Mais les arnaqueurs et les tricheurs sont aussi de la partie. Des scandales de matchs truqués ébranlent le circuit professionnel et, en 2021, la commission d’intégrité de l’e-sport bannit des compétitions trois joueurs pour des matchs arrangés. Sans compter que les dés peuvent également être pipés dans la sphère amateur. Piratages qui permettent de viser automatiquement, de voir à travers les murs ou d’aller plus vite… Depuis la création du jeu, les développeurs doivent s’adapter en permanence aux nouvelles ruses des tricheurs.
Course à l’armement
Ces dérives n’ont cependant jamais sérieusement menacé la pérennité de Counter-Strike. Car pour la licence, l’équation la plus difficile à résoudre est ailleurs : comment se moderniser sans chambouler l’expérience de jeu ? Tout changement radical remettrait en questions les heures ou les années d’entraînement des joueurs. « Vous ne pouvez pas instantanément mettre en ligne un nouveau jeu sans risquer d’atteindre l’intégrité du sport », déclarait en juin Shaun Clark, responsable Counter-Strike de l’Electronic Sports League (ESL), à propos de CS2.
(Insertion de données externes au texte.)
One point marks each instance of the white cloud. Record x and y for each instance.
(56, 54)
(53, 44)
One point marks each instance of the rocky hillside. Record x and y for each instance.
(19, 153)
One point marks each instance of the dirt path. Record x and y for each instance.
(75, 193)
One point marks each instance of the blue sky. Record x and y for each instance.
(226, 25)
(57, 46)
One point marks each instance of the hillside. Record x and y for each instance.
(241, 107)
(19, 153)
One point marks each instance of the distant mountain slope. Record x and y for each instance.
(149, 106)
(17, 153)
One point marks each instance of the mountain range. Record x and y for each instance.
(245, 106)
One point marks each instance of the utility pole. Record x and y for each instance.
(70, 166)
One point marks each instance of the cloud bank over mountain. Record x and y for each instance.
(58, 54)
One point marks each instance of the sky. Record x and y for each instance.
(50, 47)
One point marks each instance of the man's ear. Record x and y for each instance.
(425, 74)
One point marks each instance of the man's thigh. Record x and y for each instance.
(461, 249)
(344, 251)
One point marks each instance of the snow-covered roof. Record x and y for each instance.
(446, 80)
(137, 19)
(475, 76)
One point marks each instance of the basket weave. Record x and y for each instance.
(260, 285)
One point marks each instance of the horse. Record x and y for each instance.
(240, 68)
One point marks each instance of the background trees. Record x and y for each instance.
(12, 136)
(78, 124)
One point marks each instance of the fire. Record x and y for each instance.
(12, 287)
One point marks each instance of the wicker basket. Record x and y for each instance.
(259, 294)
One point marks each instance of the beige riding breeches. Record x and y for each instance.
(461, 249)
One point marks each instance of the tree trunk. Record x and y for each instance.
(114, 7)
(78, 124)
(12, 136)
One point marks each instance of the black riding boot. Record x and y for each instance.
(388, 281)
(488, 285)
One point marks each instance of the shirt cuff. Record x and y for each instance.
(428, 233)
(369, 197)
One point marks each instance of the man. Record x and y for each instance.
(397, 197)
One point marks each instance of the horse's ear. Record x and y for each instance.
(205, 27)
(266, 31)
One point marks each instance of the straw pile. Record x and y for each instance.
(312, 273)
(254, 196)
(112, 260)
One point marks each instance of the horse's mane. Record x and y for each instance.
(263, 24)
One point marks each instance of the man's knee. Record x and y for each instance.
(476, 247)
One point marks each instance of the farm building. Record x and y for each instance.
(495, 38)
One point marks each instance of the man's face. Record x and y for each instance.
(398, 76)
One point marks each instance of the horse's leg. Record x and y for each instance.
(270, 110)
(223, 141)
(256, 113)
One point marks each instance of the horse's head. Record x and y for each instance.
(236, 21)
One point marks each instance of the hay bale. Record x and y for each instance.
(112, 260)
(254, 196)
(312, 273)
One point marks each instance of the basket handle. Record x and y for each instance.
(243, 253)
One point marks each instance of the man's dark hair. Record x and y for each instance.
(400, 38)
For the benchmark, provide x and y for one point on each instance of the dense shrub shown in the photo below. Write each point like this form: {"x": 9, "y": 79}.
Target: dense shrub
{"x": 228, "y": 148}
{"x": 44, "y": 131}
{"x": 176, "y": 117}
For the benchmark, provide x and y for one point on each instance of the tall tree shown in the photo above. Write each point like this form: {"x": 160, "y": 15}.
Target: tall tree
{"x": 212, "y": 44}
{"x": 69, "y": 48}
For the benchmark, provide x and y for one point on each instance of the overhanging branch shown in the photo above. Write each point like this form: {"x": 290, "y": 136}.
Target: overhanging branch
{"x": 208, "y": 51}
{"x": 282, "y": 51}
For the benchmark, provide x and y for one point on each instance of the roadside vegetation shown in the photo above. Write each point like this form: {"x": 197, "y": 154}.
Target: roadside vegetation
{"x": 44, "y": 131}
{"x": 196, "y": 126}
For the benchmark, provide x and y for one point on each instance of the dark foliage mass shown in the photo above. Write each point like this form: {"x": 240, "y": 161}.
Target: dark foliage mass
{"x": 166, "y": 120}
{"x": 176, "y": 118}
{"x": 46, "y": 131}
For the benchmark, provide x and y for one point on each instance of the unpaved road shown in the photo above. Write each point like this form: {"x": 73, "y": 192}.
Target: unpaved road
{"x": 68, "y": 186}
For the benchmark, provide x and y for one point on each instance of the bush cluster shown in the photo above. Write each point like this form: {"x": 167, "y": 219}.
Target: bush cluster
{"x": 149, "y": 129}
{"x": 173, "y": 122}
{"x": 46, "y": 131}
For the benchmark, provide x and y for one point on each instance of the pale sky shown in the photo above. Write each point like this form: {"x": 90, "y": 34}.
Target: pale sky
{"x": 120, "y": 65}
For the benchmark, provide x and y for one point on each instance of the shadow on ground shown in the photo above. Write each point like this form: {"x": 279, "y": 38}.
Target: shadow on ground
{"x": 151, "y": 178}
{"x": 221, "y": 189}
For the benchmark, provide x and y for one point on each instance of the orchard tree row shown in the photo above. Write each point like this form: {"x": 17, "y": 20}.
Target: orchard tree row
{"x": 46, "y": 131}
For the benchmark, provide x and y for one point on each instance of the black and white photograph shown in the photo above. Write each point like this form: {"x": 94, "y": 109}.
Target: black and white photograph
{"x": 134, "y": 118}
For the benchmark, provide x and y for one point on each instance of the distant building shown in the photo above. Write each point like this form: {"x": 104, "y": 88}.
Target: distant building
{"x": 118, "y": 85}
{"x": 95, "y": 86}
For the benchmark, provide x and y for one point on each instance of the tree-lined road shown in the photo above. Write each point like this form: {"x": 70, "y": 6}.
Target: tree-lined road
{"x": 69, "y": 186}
C’est pourquoi Valve a surtout insisté sur le lifting visuel de ce nouveau volet, avec des couleurs moins ternes, de nouveaux éclairages, de textures plus détaillées ou une meilleure modélisation de la fumée… Les niveaux emblématiques, comme « Dust II » ou « Mirage », sont embellis mais ne changent pas ; modifier leurs agencements serait aussi perturbant pour un joueur que de déplacer les lignes ou les dimensions d’un terrain de football avant une nouvelle saison.
Un souci de fidélité qui a assuré la pérennité de la série, mais qui la rend aussi rigide. Il lui est difficile de s’adapter face aux innovations de ses rivaux, comme PUBG : Battleground (2017) et son addictif principe du « battle royale », dans lequel cent joueurs s’affrontent sur une île, ou le dynamisme de Valorant (2020), plus accessible pour les jeunes joueurs. En 2019, Minh Le confiait même avoir bridé sa créativité par crainte « d’offusquer la communauté ». Il a d’ailleurs quitté Valve en 2006 pour s’adonner à de nouveaux projets.
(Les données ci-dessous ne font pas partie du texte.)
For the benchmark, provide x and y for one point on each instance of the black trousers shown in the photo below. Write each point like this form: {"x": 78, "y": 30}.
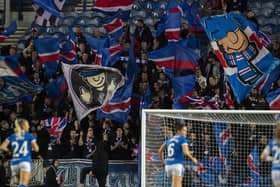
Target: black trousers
{"x": 100, "y": 175}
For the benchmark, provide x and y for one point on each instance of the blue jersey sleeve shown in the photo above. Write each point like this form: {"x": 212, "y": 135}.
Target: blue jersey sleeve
{"x": 31, "y": 138}
{"x": 184, "y": 141}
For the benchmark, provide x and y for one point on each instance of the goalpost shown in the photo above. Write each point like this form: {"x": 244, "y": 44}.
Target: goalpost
{"x": 227, "y": 143}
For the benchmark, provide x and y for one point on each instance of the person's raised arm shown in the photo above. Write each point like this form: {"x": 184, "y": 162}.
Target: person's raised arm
{"x": 187, "y": 152}
{"x": 161, "y": 153}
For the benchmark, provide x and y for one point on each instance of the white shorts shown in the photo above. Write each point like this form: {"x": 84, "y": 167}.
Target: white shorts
{"x": 22, "y": 166}
{"x": 175, "y": 169}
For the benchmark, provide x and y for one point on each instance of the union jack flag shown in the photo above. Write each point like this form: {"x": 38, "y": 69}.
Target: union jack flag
{"x": 55, "y": 126}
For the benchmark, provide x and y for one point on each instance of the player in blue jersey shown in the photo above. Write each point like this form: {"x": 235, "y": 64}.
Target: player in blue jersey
{"x": 271, "y": 153}
{"x": 21, "y": 144}
{"x": 176, "y": 149}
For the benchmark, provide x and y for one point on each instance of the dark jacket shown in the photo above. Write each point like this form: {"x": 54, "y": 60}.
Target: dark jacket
{"x": 101, "y": 156}
{"x": 51, "y": 177}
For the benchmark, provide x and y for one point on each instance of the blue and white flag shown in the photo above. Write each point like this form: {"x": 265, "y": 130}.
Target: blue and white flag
{"x": 118, "y": 108}
{"x": 48, "y": 49}
{"x": 55, "y": 126}
{"x": 241, "y": 52}
{"x": 9, "y": 31}
{"x": 68, "y": 50}
{"x": 48, "y": 12}
{"x": 91, "y": 87}
{"x": 13, "y": 83}
{"x": 114, "y": 26}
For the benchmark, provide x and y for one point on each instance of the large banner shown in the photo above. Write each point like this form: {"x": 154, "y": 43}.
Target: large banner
{"x": 121, "y": 173}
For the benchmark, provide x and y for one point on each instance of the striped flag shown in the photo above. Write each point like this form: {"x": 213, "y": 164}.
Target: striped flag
{"x": 55, "y": 126}
{"x": 14, "y": 85}
{"x": 114, "y": 26}
{"x": 68, "y": 50}
{"x": 48, "y": 49}
{"x": 113, "y": 5}
{"x": 9, "y": 31}
{"x": 47, "y": 11}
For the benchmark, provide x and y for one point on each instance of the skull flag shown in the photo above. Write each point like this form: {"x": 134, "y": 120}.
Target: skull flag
{"x": 241, "y": 52}
{"x": 91, "y": 86}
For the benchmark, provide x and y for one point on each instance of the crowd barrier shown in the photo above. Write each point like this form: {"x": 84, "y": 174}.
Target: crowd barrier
{"x": 121, "y": 173}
CS : GO a tout de même connu une transformation majeure, en 2013, avec l’introduction de la mécanique des skins (« peaux »). Sans impact sur la façon de jouer, ces objets cosmétiques virtuels – armes ou équipement d’apparences variées – peuvent être achetés ou revendus avec de l’argent réel. En plus des as de la gâchette, l’auguste jeu de tir attire désormais les collectionneurs et les spéculateurs ; certains objets s’échangent à prix d’or, comme l’édition la plus rare du fusil AWP Dragon Lore (plus de 400 000 dollars), ou la version dite « Blue Gem » du couteau Karambit (1,5 million de dollars). De coûteux équipements que les joueurs de CS : GO verront bien sûr basculer automatiquement vers CS2 : le tireur embusqué n’a pas pour mission de tuer la poule aux œufs d’or.